Julie and I are minimalists with penchants for toys, books, and outsider art.  (And ground hogs.  Our resident groundhog, the latest of many generations, just passed through the backyard gate on the way to his burrow under the shed.)  Our house is small, so the crew congregates. We don’t get into appliances.  No air fryer or microwave, but one well-loved set of Le Creuset picked up over the years at yard sales, and a stack of Lodge cast iron skillets acquired the same way, except for the ten-inch skillet which I got from my landlady in Deale, Maryland in 1974, an oysterman’s wife and pot grower, who said, as she gave it to me: “I’m gonna give you this skillet since you like to cook, but you ain’t goin’ anywhere with it until I teach you how to season it.)

Oh, we thin books that “didn’t grip”, and take used clothes to CC’s Closet, the local community services store, although I get about 15 to 20 years out of pants and shirts (old clothes know how to drape when you’re standing and envelope when you’re sitting, or better, napping).  But we’d never abandon our tchotchke pals.  We save abandoned tchotchkes who like our looks.  Myristica (the name we’ve given our home, after Myristica fragrans, and its bond of nutmeg and mace) is a safe house and rehab center for others.

Our others have stories.  I use my grandmother’s bread and batter bowls, for baking cookies and bread.  When my mother married my father, my grandmother gave her the wooden spoon I use.

Many years ago, I met a beautiful old woman while waiting in line at a fruit stand.  She was luminous.  Silver hair, glowing skin, wore a honeydew green cotton dress and a thin white, violet print cardigan. We got into a conversation about making biscuits.  Compared shortenings.  I said I liked butter.  She advised lard. (Which I tried but stuck with butter. Crispier crusts.)  Then she gave me a “I’m gonna let you in on a secret” look and said: “Use bowls and utensils that have some baking history.  They know how to bake.”  I told her about my bowls and spoon, and that my friends who dropped over for biscuits on Saturday morning called me Aunt Jo-Mamma.” We laughed, simpatico.

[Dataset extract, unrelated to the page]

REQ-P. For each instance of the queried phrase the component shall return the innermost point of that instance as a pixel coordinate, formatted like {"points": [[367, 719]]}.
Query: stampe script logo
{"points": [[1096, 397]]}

Julie and I know a new recruit when we’re in a shop and hear it say something like “Hey! Get me outta here!”  We also love objects found serendipitously on the street or in the woods.

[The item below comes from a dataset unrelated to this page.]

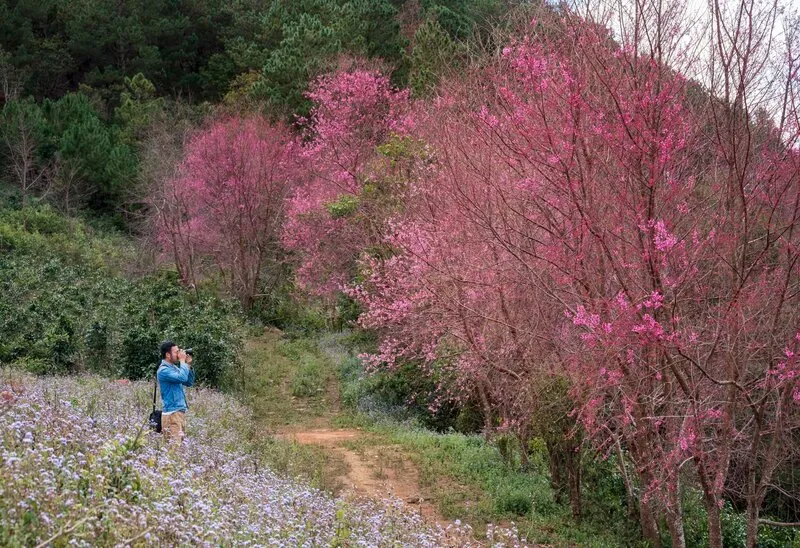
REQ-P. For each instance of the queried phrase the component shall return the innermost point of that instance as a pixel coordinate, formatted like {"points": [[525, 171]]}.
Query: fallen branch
{"points": [[778, 523], [137, 537], [63, 531]]}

Julie is a fantabulous artist and craft person.  Look closely at the featured image (the north and west walls of my nest).  She made the dolls lining the top of the woodcarving of three dancing men (which she also painted), made the dolls on the top of the box theater hanging on the wall, and drew the picture of Mr. and Mrs. Santa Claus.  Who downsizes love?  Many others in Myristica.

There’s a quality to others that often gets dismissed when they’re only seen as materialistic stuff.  Sometimes when I feel uncertain or vague about what I’m doing, I look at the things I’ve collected, and they remind me of who I was at the time and help me bring into focus qualities I want to maintain, qualities I had when I obtained them, feelings that are still fine, not useful, life is not a utility, no matter bidness jive about “human resources.”

One more look at the picture.  Beneath Sargent’s portrait of Robert Louis Stevenson is a twig wedged on top of the carved white cat face. I found that twig wobbling in water near the bank of a reservoir in Raccoon Twp, PA, in 1969.  That twig, the water, the light, and the buzz, said, “ya know, life is tres groo-vi,” and it’s always helped me remember that.